According to the Iranian news agency ISNA, since January 2016 and implementation of the JCPOA, some 219 foreign delegations have visited the country to negotiate cooperation in different areas including insurance. Tokyo Marine, the largest property/casualty insurance group in Japan, Sompo Holdings Inc., and Mitsui Sumitomo Insurance Group, which hold 90 percent of Japanese insurance market, have announced their readiness to offer up to $200 million insurance coverage in Iran and also set up joint insurance company in the Islamic Republic. Munich Re Group, a reinsurance company based in Munich, Germany, which is one of the world’s leading reinsurers, and SCOR, the French reinsurance company providing Property and Casualty (P&C) and Life reinsurance solutions, are among the world’s top insurers that have voiced their preparedness for investment making and technology transfer to the Iranian insurance sector in post-sanction time.

 

Iran to more than double renewable capacity in one year (Power Engineering International, 24 March 2017)

solar Iran’s installed renewable power capacity is set to reach 700-850 MW within the country’s calendar year (21 March 2017-20 March 2018), the Energy Ministry has announced. The increase would more than double Iran’s current installed renewable capacity, which Deputy Energy Minister Mr. Mohammad Sadeqzadeh put last month at around 340 MW. the bulk of the expected capacity would come from wind and solar photovoltaic (PV) farms, which are set to provide 90 per cent of the total amount to be installed. The new plants will be between 10 MW and 30 MW and will be built across the country, Sadeqzadeh said. Five waste-to-power plants are also under construction, for a total capacity of 9 MW. Iran aims to grow its renewable capacity to 7.5 GW by 2030, with 5 GW targeted under its sixth five-year development plan (2016-2021).

 

Iran plans to divert Gulf waters to southern regions affected by drought (Agenzia Nova, 24 March 2017)

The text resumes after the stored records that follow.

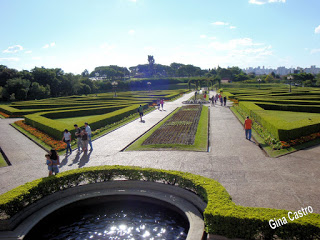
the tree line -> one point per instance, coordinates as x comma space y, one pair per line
41, 82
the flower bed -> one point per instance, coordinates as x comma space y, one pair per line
181, 128
58, 145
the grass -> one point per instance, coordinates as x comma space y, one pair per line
201, 138
74, 119
3, 162
271, 152
74, 144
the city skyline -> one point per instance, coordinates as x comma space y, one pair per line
78, 35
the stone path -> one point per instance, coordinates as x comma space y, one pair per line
251, 178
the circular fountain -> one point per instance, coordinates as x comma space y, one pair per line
112, 210
117, 217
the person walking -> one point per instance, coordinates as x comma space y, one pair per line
78, 136
140, 111
52, 165
247, 128
88, 130
67, 138
221, 100
84, 140
54, 157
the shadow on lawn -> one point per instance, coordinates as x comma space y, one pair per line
81, 161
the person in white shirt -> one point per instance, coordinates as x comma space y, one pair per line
67, 139
88, 130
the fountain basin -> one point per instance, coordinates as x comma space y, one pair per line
186, 203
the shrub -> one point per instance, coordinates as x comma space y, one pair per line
221, 215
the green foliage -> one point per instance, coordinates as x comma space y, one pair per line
221, 215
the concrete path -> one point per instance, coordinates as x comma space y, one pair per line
251, 178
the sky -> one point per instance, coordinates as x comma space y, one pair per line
75, 35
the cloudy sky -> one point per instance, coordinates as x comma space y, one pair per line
81, 34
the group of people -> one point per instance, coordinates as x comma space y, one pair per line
53, 161
218, 97
83, 136
160, 103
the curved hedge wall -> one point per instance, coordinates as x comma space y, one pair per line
222, 216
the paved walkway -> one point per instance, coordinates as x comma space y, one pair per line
251, 178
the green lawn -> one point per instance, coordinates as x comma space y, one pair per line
201, 138
3, 162
293, 116
277, 153
82, 119
73, 144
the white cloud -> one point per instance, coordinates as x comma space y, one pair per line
9, 59
49, 45
13, 49
316, 50
131, 32
233, 44
218, 23
149, 49
107, 46
261, 2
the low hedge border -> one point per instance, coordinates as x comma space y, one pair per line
221, 215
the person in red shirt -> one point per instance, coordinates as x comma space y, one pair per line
247, 127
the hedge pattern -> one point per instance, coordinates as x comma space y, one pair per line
101, 110
261, 104
221, 215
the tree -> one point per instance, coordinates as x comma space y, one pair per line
268, 79
151, 63
85, 73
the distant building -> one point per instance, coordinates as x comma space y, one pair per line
281, 70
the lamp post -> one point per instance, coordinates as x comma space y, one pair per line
259, 81
290, 78
114, 86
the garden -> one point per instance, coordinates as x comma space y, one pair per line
283, 121
45, 120
184, 129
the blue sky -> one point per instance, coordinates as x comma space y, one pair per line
82, 34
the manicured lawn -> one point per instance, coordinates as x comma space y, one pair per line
75, 119
201, 138
293, 116
3, 163
268, 149
73, 144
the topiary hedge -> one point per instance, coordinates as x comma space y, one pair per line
55, 128
221, 215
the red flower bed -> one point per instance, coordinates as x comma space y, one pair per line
58, 145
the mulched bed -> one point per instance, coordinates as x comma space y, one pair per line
181, 128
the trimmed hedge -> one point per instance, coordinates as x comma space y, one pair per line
278, 127
55, 128
221, 215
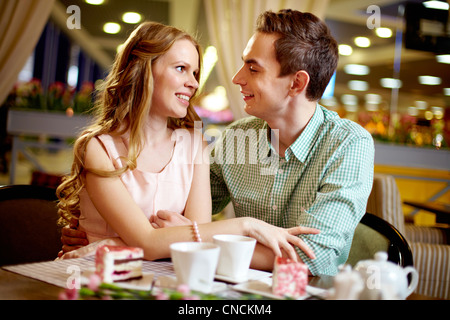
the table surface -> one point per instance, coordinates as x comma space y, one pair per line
14, 286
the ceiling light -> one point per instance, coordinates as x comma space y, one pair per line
383, 32
438, 112
421, 105
216, 101
436, 5
111, 27
412, 111
345, 50
356, 69
131, 17
443, 58
95, 2
349, 99
210, 58
358, 85
430, 80
362, 42
391, 83
373, 98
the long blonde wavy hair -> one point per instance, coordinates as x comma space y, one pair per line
123, 105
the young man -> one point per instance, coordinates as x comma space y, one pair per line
294, 162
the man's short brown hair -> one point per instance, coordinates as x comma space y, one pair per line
305, 43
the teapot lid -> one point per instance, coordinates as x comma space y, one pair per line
380, 260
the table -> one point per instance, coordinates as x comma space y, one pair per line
15, 286
442, 210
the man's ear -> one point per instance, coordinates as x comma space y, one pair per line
300, 82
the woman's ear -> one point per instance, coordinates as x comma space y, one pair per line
300, 83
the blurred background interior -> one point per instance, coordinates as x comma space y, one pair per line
393, 77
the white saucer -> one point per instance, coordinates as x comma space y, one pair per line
144, 283
251, 275
263, 287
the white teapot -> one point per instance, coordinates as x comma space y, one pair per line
386, 280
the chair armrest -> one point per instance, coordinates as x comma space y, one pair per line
432, 262
430, 235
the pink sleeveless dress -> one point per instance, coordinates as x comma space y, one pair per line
165, 190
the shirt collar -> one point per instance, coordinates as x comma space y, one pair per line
307, 139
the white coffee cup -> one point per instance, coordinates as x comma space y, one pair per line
236, 253
195, 264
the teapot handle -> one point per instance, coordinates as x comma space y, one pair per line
414, 279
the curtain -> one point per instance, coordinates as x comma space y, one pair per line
231, 23
21, 24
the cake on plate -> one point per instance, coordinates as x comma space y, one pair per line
289, 278
116, 263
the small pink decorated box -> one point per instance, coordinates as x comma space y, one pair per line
289, 278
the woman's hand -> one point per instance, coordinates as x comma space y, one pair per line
72, 238
164, 219
278, 239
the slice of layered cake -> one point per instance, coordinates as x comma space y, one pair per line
115, 263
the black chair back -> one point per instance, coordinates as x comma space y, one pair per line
374, 234
28, 224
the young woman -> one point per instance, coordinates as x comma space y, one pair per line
142, 156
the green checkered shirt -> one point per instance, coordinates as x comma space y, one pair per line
323, 181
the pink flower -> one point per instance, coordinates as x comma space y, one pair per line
184, 289
162, 296
69, 294
94, 282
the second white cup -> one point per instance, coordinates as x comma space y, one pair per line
195, 264
236, 254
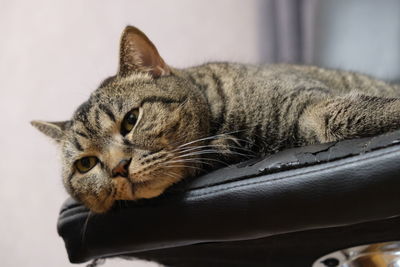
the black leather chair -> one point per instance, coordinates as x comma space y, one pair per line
284, 210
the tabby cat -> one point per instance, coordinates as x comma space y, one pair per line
151, 125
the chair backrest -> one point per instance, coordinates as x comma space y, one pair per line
358, 35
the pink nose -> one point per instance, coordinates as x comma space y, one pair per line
122, 169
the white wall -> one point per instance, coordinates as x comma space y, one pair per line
52, 55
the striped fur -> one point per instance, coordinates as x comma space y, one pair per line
195, 119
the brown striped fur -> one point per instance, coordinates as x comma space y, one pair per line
196, 118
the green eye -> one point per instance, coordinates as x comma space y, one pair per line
129, 121
86, 164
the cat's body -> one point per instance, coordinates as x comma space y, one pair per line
271, 102
151, 125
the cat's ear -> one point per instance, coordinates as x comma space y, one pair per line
138, 53
55, 130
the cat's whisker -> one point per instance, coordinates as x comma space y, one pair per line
210, 137
188, 161
210, 151
180, 150
201, 160
183, 166
84, 229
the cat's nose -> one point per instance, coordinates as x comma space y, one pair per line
122, 168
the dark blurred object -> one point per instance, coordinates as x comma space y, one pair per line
285, 210
358, 35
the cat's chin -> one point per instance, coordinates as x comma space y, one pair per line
99, 205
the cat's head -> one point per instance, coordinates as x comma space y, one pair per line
130, 138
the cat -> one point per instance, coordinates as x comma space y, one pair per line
152, 125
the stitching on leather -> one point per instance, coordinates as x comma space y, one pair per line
286, 177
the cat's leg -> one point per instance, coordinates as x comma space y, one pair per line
349, 116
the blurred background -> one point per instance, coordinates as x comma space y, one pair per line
54, 53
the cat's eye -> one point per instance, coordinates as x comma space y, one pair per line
86, 164
129, 121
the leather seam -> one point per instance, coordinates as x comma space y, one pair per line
288, 176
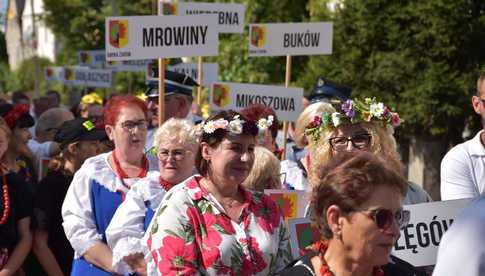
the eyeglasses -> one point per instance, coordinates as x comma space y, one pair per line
131, 125
359, 141
177, 154
384, 218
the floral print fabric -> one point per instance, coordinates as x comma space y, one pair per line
192, 235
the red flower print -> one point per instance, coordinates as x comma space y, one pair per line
255, 262
267, 214
210, 255
176, 257
224, 270
213, 237
194, 188
206, 235
225, 223
287, 204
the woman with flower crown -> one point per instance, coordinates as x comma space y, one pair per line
100, 185
175, 146
15, 212
212, 225
358, 125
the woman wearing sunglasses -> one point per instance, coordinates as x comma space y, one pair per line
175, 145
355, 126
357, 207
100, 185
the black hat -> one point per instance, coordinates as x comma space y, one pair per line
175, 83
326, 90
79, 129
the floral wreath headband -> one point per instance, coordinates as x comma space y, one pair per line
353, 111
234, 126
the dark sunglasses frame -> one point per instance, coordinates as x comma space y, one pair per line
351, 139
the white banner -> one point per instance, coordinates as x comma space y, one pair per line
93, 58
292, 203
286, 102
209, 75
419, 240
137, 65
296, 39
147, 37
54, 74
78, 76
230, 16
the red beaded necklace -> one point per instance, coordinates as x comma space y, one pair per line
122, 174
165, 184
325, 270
6, 201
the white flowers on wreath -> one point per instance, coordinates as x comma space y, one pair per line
235, 126
264, 124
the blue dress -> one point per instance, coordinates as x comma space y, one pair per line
132, 219
91, 201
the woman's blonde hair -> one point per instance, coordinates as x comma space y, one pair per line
382, 144
176, 131
265, 171
305, 118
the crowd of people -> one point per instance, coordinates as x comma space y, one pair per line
104, 188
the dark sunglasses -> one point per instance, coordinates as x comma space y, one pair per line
359, 141
384, 218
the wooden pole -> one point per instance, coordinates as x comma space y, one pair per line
285, 124
161, 82
200, 74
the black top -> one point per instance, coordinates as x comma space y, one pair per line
20, 207
49, 197
304, 267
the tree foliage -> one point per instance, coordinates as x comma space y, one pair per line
420, 56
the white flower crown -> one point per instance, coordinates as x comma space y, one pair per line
235, 126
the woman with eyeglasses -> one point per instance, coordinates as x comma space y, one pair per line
175, 145
357, 206
211, 224
356, 126
100, 185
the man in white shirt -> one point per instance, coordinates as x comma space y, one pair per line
462, 248
43, 145
463, 167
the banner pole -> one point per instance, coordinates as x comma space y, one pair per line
161, 82
200, 74
285, 124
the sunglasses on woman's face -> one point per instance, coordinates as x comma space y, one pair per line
384, 218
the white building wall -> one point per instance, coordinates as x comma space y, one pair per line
44, 43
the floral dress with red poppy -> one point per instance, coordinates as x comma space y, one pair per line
192, 235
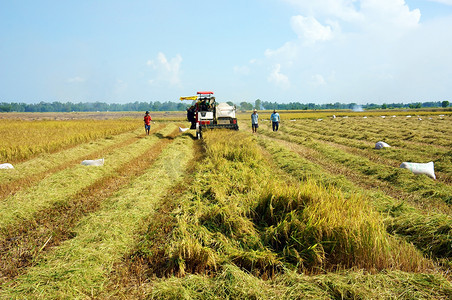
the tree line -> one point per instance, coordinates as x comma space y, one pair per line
182, 106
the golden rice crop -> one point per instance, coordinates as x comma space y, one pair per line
22, 139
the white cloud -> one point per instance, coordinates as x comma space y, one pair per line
317, 80
76, 79
242, 70
310, 30
389, 15
447, 2
166, 70
120, 87
343, 9
278, 78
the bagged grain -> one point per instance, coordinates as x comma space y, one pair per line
420, 168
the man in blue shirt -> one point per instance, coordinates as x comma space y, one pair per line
275, 120
254, 121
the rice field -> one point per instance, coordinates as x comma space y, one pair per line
311, 211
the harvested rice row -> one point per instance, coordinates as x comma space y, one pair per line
430, 232
393, 156
241, 220
79, 267
410, 133
20, 141
21, 244
428, 189
28, 173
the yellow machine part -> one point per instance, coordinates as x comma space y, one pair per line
189, 98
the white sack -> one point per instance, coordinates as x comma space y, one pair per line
380, 145
419, 168
6, 166
95, 162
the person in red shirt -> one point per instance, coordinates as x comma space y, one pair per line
147, 122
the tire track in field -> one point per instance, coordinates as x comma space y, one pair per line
129, 275
14, 186
22, 244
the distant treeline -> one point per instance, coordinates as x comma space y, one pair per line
181, 106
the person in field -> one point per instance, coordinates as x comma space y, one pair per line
254, 121
147, 122
275, 118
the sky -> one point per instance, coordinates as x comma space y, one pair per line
323, 51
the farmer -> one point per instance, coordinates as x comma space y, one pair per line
147, 122
275, 120
254, 121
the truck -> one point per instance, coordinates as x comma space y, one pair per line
206, 113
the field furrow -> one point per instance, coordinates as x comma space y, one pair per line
21, 244
394, 156
434, 192
421, 227
82, 264
243, 223
28, 173
61, 186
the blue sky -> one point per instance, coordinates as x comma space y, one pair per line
323, 51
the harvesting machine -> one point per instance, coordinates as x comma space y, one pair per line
206, 113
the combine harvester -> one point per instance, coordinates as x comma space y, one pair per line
206, 113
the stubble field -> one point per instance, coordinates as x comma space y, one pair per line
311, 211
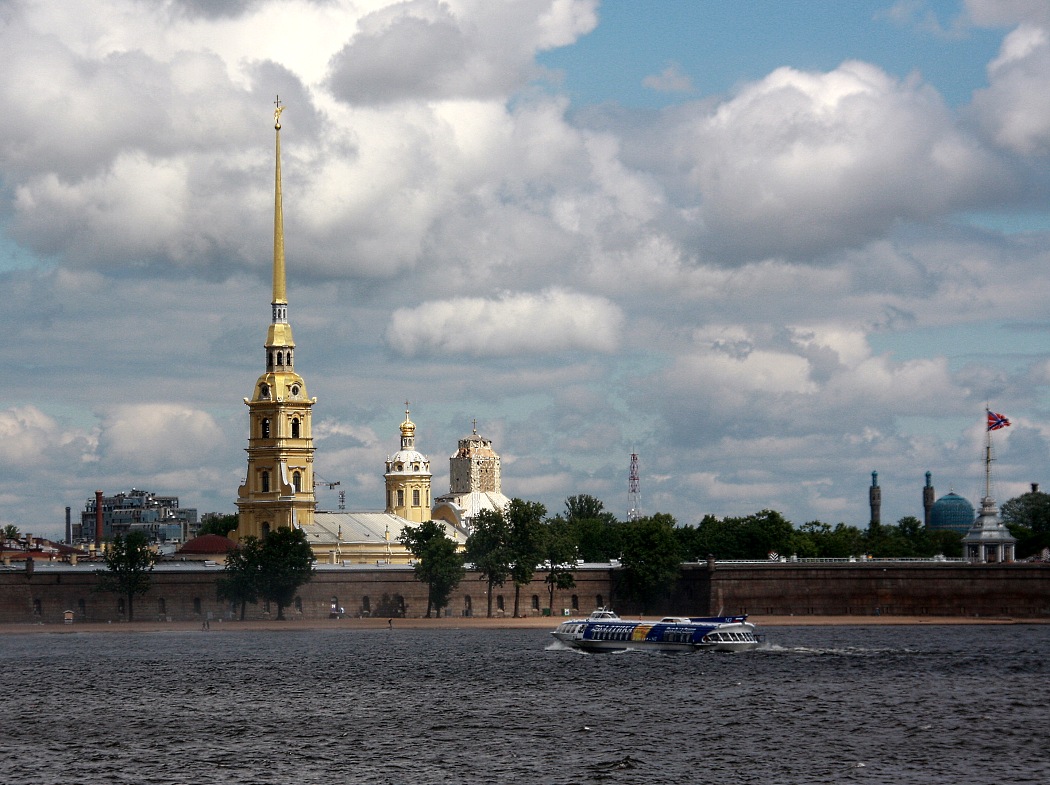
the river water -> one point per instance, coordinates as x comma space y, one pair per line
815, 704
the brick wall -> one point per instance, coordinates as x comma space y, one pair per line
775, 589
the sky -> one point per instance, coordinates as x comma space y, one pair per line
770, 248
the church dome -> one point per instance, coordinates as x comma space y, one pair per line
951, 512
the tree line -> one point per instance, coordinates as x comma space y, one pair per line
269, 570
512, 546
515, 544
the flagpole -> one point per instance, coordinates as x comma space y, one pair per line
987, 453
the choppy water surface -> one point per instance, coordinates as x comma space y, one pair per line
885, 704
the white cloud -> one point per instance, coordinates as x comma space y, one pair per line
549, 322
803, 163
429, 49
672, 79
148, 437
1015, 107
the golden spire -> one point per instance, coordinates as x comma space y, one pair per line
279, 295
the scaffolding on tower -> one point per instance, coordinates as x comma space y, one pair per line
633, 494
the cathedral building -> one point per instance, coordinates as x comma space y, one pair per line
408, 478
474, 483
278, 488
373, 537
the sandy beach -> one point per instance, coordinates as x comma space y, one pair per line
505, 622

Iran is considering an ambitious project to divert water from the Gulf of Oman to the location of its central plateau with the aim to end the water crisis in the country and develop the economy of depressed regions due to the frequent droughts has announced governor of the southern province of Kerman, Mr. Alireza Hosseini. Work to dig the tunnel to carry water from the Gulf of Oman to the central plateau started already in December 2015, but the situation of severe drought is hitting the country has prompted the authorities to speed up the conclusion of the project. The tunnel project is led by the Iranian company Kach. Mr. Hosseini said that President Hassan Rohani has already allocated the necessary funds for infrastructure, which when completed will represent the most important project for the entire Middle East water transfer. The governor said that water will be desalinated with a number of plants situated on the coast before being moved inland through a series of pipes and tunnels to cross the mountain ranges. He added that the government has prepared a number of plans to prevent further depletion of groundwater resources by encouraging the cultivation which use less water, such as saffron and barberry. Mr. Hosseini also pointed out that farms have renewed the methods of wheat and corn irrigation to minimise wastage.

 

Large petrochemical complex costing €257m inaugurated in western Iran (Tehran Times, 25 March 2017)

A large petrochemical complex came on stream on 25 March 2017 in the western province of Kordestan. Some €257 million has been invested in the project, which started in 2005. The Kordestan Petrochemical Complex is projected to produce 310,000 tons of light polyethylene per year, which are mainly used in downstream industries for manufacturing plastic parts and wire sleeves. Iran’s petrochemical production, which stood at 46.4 million tons in the Iranian calendar year 1394 (March 2015-March 2016), is planned to soar to 180 million tons over the next ten years, according to the National Petrochemical Company. The NPC Managing Director Mrs. Marzieh Shahdaie said in August 2016 that Iran needs $20 billion of investment to complete unfinished petrochemical projects across the country in 5 years.